The Augusta County Board of Supervisors is acknowledging that it got the dates wrong on its resolution censuring Wayne District Supervisor Scott Seaton.
The solution: the board wants Seaton to turn over the recordings of its closed sessions that are at the heart of the censure resolution.
Seaton’s response: make me.
“If it’s required, yes. But I’m not sharing with anybody, I’m not sharing them with just anybody. Only if it’s required by a judge,” a defiant Seaton said at the end of a contentious, to say the least, Board of Supervisors meeting on Wednesday night.
So much happened that it’s hard to know what to highlight.
There was the lengthy debate on the censure resolution, then a second, and more lengthy, back-and-forth on Carolyn Bragg, who was appointed to fill the unexpired term of South River Supervisor Steven Morelli earlier this year, which put her role as chair of the Augusta County Planning Commission into question, given that the commission’s by-laws say a sitting Board of Supervisors member can’t be the chair or vice chair.
There was more on the illegal animal shelter fees that county leaders are still dragging their feet on in terms of addressing.
Oh, and former Board of Supervisors chair Tracy Pyles was escorted out of the meeting by sheriff’s deputies after running afoul of the three-minute time limit imposed on comments from members of the public.
Ironically, Pyles was using his public-comment time to castigate the board for imposing the time limits.
“Prior to you overregulated farmers, overburdened taxpayers and angry neighbors and worried parents could come before their chosen leaders and speak their piece. No more. Limiting speech to three minutes is to impose a law that hampers their freedom of speech and redressing of grievances that the board should …”
This is where Pyles was cut off by the board’s current chair, Michael Shull.
“No, I’m not gonna stop. You’ll have to drag me out, sir. You’ll have to drag me out of here,” Pyles said. “Doing all this, it’s capricious, arbitrary, and it’s actionable. Yeah, I’m speaking for a group, people that believe in the Constitution.
“I want to talk about … you have gotten out of line,” Pyles said, as he was being escorted out by the deputies. “You got to have the police escort me for trying to have free speech, to petition the government for redress of grievances.”
As Shull tried to make the point to Pyles, as he was being led away, that “all levels of government have time limits on the amount of speaking that they have,” Pyles reminded Shull that when he was chair, there were times when public speakers would call him out, “and I said thank you for coming.”

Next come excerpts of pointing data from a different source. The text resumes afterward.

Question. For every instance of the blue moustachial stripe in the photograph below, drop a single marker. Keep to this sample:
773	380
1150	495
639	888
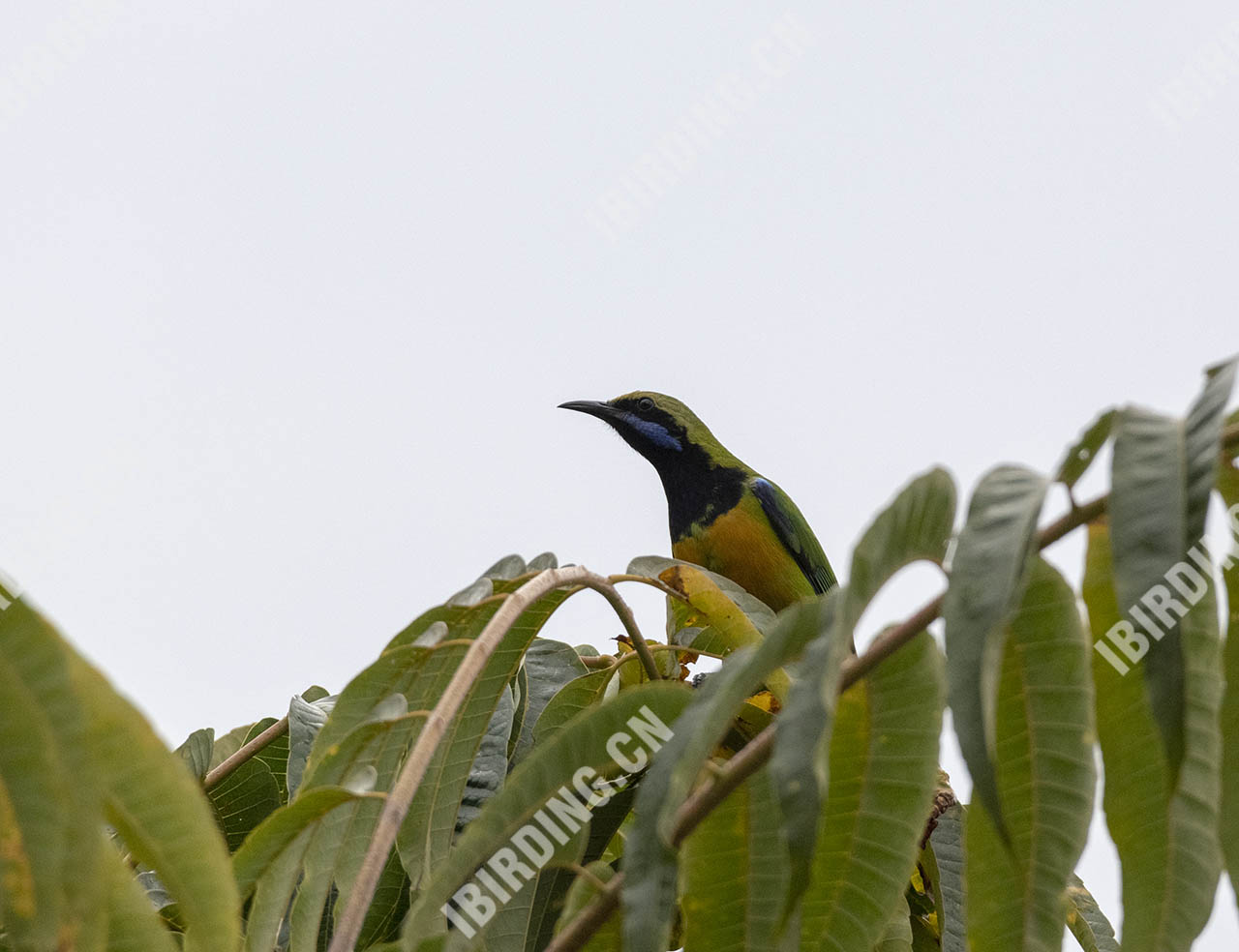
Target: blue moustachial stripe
653	432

“That’s the way we used to do it. We let people speak,” Pyles said. “You need to change your mind. This is not your government. We don’t answer to you. You’re supposed to answer to us.”
Seaton is pushing a similar point at his fellow board members, who voted 6-1 last month to censure him after he revealed that he had been recording the board’s closed sessions for the past two years, saying that he did so as a way of keeping notes on the board’s discussions.
At least that’s what we think that was the basis of the censure vote. After Seaton pressed board members for clarification on what he was being censured for, Shull seemed to offer a different reason for the censure.
“I think you admitted to a few things, like you admitted going into the press leaking out about personnel,” Shull said.
Seaton vehemently denied leaking information to the local media.
“I didn’t admit to any of that,” Seaton said. “There was nothing that I said that said I talked to anybody about stuff that was behind the closed doors there. So, did you find anybody that I talked to? Did you find anybody? I mean, that’s the real thing. Do you have any evidence that I talked to anybody?”
Shull doubled down on his stance that Seaton had admitted to leaking information from closed sessions to the media; Seaton, in turn, doubled down on his assertion that he has admitted to no such thing.
“You have 77,000 people here. Now you’ve had a good portion of them who’ve heard about my censure. Has anybody come forward to you and said that I said anything to them about the closed meetings? Now that it’s out in the public? Has anybody come to you?” Seaton said.
After several minutes of back-and-forth, Shull threw out another accusation.
“I don’t know if recording was the only thing. Was there transmitting our conversations electronically?” Shull said.
Seaton denied that new line of accusation as well.
“I haven’t shared them with anybody. Nobody has seen them. I haven’t shared them with anybody,” Seaton said, adding that he has maintained the digital copies of the recordings.
“I’m required to keep them. Because once you create a government document, you can’t get rid of it. So, I’m required to keep them. They’re on my phone. They’re secure. They’re under, you know, my secure password,” Seaton said.
And that’s where they’ll remain, absent a judge’s order for Seaton to turn them over.
“If a judge says it’s required, I’ll be glad to give them up,” he said.
The board was set to vote on an amended resolution of censure to correct the dates of the closed meetings that it claims were leaked from the resolution that passed last month, but ended up having to table the new resolution amidst confusion over whether it was clear that the new resolution itself had the dates right.
If you’re confused about what is going on in county government, one thing is clear: so are they.